Many arguments are being presented, by as many concerned parties, as incentives to move on from cash and turn our societies into cashless economies. Among the most vocal critics of hard currency, banks argue that cash-less is safer and better than cash-full. But Dr Joseph Salerno, economist and professor at the Lubin School of Business and Pace University, suspects hidden motives behind the banks’ agenda.
The slow push of cash towards the cliff
Banks around the world have been advocating for the suppression of cash for many years and have scored a few successes, in various forms. Slow and steady pressure has shifted economic ways and pressed customers to increasingly resort to electronic forms of payments, while simultaneous lobbying efforts with government and tax authorities has gradually tightened the grip on currency. Dr Joseph Salerno has been studying the discreet economic trend, in order to detect where it shows the most vitality, and which hidden motives could be hidden behind it. In 2012, he wrote: “The relentless war against cash payments waged by governments worldwide has perhaps gone furthest in Scandinavia. The ostensible reason given by our rulers for suppressing cash is to keep society safe from terrorists, tax evaders, money launderers, drug cartels and sundry other villains, real or imagined.”
The lobbying method has been detected by other economists and political analysts, such as Guardian reporter Paul Mason, who writes: “Among central bankers, that frown has become a scowl. There is a “war on cash” in the offing – but it has nothing to do with boosting our ease of payment or saving trees”, referring to how banks are making it increasingly difficult to use cash.

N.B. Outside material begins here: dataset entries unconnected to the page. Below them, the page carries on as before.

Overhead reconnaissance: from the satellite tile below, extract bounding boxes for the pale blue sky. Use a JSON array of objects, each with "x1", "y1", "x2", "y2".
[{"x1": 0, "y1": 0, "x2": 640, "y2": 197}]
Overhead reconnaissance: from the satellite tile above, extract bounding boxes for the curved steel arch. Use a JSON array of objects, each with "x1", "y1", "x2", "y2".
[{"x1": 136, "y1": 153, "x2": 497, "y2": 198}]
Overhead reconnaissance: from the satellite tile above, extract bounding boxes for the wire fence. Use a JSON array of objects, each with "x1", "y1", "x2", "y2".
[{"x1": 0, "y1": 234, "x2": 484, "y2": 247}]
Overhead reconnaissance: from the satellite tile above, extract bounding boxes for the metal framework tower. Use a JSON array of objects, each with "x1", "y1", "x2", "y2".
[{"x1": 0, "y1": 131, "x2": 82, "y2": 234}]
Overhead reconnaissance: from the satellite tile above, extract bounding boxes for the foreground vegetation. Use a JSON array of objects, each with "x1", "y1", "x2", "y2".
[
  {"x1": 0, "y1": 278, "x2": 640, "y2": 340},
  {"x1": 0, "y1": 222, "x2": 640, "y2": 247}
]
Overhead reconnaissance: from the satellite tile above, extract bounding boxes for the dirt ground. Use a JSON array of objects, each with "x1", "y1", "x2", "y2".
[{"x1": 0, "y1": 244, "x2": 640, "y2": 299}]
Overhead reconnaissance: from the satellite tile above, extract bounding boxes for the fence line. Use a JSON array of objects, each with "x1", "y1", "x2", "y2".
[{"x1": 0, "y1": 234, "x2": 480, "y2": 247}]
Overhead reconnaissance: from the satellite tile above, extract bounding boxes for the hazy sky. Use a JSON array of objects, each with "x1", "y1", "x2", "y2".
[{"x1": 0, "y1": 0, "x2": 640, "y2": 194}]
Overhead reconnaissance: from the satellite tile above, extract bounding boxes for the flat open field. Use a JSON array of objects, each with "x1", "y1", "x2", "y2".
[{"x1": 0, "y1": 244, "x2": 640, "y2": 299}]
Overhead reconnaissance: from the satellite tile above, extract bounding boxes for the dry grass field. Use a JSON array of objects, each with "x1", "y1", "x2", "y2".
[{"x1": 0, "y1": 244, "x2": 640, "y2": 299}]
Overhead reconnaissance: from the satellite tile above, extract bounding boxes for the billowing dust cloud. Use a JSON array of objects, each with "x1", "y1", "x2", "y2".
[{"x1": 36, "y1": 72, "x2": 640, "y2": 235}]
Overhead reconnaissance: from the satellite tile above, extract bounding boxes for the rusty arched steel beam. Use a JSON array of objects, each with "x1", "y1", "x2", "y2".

His colleague Brett Scott describes the strategy: “In behavioral economics this is referred to as “nudging”. If a powerful institution wants to make people choose a certain thing, the best strategy is to make it difficult to choose the alternative.” So far, banks have encountered relative success in several countries, namely Sweden, Denmark, Singapore, India, and France. The amount of energy spent supporting the slow-burning reform has raised Dr Salerno’s suspicions as to which unsaid motives could hide in the back of bankers’ minds.
The loss of earnings
Current bank fees traditionally range between 1 and 3%, according to the transaction volume, on each payment. This type of revenue is the best kind: it is automated (meaning no manpower expenses are behind it, reducing cost of sales to practically zero), it is invisible upon purchase, and the cost is born by the seller. The buyer is therefore unlikely to complain about it, and the seller must accept it, as a condition of his or her own revenue. The increasing use of debit cards over the past decades has therefore created an immense stream of automated revenue for banks, but which has always been capped by the residual share of purchases made in cash. In order to push that limit further, Doctor Salerno suspects banks and financial service providers have been thinking up ways to eradicate cash out of normal behavior, so as to expand profits. Niklas Arvidsson, professor at the KTH Royal Institute of Technology, concurs: “We might end up in a situation [where] a few commercial banks have a lot of power. The counterforce against that is the growth of tech companies, developing services that can compete with banks, and hopefully will get still a very competitive market where we don’t see oligopolistic profit.” The great majority of the world’s money, whichranges in the quadrillions, is already held by banks, with a mere estimated 5 trillion left in cash – a very marginal share, but appetizing to banks.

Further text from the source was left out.